New Year’s resolutions, though easy to write down, are difficult to implement. Time and again, we are confronted with so many challenges in meeting our goals such as unpredictable happenings and situations that can be daunting. Changes in health and money matters, including work situation like job loss or worse, death of a family, friend or even a business associate are some of the unexpected things coming our way.

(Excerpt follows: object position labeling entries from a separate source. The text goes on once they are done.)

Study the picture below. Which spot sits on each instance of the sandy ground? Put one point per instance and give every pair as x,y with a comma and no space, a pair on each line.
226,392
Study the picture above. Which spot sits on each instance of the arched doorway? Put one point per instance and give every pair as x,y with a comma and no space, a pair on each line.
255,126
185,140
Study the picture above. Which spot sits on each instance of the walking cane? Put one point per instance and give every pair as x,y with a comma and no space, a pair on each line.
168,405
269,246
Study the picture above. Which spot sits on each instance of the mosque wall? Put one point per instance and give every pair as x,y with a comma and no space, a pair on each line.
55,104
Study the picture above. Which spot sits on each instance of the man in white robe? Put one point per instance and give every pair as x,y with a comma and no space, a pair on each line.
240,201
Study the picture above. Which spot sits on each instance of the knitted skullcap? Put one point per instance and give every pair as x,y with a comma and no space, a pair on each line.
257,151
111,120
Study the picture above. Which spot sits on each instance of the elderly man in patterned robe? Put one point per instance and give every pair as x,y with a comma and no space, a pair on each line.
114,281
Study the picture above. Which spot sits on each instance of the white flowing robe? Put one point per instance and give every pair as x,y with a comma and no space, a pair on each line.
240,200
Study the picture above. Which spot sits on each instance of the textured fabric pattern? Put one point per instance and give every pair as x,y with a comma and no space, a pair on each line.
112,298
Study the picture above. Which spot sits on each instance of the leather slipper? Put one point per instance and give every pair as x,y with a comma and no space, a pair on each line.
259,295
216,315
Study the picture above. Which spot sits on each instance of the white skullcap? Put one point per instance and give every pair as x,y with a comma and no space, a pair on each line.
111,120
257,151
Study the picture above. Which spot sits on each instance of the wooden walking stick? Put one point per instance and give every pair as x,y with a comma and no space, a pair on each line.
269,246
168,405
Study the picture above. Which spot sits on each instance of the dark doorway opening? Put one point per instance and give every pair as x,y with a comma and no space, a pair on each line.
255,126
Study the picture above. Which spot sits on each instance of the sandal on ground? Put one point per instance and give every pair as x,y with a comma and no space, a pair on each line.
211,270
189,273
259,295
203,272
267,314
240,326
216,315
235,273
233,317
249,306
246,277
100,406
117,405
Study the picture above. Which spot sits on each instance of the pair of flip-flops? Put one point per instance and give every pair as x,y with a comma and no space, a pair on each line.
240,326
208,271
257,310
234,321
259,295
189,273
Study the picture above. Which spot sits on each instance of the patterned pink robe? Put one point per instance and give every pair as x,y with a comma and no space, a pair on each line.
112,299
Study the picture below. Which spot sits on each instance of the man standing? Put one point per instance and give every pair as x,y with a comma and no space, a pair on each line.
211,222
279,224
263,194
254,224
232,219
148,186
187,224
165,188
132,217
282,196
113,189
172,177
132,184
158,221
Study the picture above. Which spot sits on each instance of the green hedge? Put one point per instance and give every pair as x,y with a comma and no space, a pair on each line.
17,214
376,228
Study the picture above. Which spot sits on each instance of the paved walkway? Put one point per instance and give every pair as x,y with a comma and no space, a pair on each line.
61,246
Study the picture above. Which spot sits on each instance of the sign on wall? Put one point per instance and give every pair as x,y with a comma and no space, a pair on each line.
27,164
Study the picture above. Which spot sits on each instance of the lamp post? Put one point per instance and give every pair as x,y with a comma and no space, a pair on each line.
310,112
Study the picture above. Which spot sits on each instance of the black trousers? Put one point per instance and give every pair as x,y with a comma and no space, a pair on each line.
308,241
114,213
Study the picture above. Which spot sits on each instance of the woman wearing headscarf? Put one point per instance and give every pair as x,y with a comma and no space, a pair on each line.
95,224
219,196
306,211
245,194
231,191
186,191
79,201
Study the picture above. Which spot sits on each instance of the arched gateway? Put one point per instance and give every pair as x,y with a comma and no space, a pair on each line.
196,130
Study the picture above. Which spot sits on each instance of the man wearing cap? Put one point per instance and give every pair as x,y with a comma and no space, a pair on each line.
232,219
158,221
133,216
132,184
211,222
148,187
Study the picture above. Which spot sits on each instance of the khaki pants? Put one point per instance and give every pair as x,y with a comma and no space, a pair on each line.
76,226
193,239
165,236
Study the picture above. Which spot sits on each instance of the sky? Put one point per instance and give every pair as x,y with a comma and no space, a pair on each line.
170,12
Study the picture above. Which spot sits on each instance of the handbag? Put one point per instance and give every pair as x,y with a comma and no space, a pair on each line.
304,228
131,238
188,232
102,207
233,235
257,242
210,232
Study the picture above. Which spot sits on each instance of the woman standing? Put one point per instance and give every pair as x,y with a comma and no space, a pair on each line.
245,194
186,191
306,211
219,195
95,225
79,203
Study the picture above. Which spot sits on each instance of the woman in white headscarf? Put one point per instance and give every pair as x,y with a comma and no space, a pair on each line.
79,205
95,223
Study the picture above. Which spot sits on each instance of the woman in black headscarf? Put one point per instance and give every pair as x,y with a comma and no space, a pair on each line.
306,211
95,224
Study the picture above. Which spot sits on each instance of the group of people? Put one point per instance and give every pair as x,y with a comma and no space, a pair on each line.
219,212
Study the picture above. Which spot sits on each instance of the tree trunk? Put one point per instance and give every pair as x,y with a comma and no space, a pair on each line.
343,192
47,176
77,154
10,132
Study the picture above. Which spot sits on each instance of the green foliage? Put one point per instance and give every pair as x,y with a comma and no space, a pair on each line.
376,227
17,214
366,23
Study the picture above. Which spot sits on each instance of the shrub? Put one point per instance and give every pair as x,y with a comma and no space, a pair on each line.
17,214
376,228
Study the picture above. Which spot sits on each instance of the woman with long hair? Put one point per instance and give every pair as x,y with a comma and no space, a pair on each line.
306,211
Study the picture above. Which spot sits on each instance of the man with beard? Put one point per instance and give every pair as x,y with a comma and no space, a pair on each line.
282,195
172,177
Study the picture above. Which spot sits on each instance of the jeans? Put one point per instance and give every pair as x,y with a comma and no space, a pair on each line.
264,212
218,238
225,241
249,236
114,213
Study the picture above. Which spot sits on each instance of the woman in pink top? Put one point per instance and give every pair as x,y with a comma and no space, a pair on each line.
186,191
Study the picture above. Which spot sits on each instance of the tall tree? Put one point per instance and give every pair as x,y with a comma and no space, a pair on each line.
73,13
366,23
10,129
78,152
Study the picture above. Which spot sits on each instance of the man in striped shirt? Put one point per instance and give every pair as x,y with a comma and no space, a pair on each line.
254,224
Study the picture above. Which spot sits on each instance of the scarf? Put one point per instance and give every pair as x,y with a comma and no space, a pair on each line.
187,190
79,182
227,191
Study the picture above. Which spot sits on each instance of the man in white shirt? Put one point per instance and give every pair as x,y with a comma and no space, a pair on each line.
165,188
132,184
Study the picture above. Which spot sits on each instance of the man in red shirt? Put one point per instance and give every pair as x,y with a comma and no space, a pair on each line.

2017 was a year of tumultuous upheavals in society and historic positive events. Threaded with historic society developments (i.e., #MeToo movement, Australia’s vote in marriage equality) are the bloody wars and violent attacks that rocked the world. The peace, which the angels proclaimed to the shepherds on Christmas night, is a profound aspiration for everyone especially for those who most keenly suffer its absence. The most affected in the search for peace in a war-torn world are refugees. In the backdrop of the controversial

Manus Island issue, Pope Francis and other religious and world leaders advocate compassion that embraces all those fleeing from war and hunger or forced by discrimination, persecution, poverty and environmental degradation to leave their homelands. It is this hospitality and harmony that the Filipino community and other nationalities enjoy in Australia that also enables the hope for a peaceful progressive new year in the midst of diversity.

It is with heartfelt hope for Australia to flourish as a diverse society that the state and all its citizens will welcome refugees and migrants and allow them to participate, as part of a process of mutual enrichment and fruitful cooperation in service of the integral human development.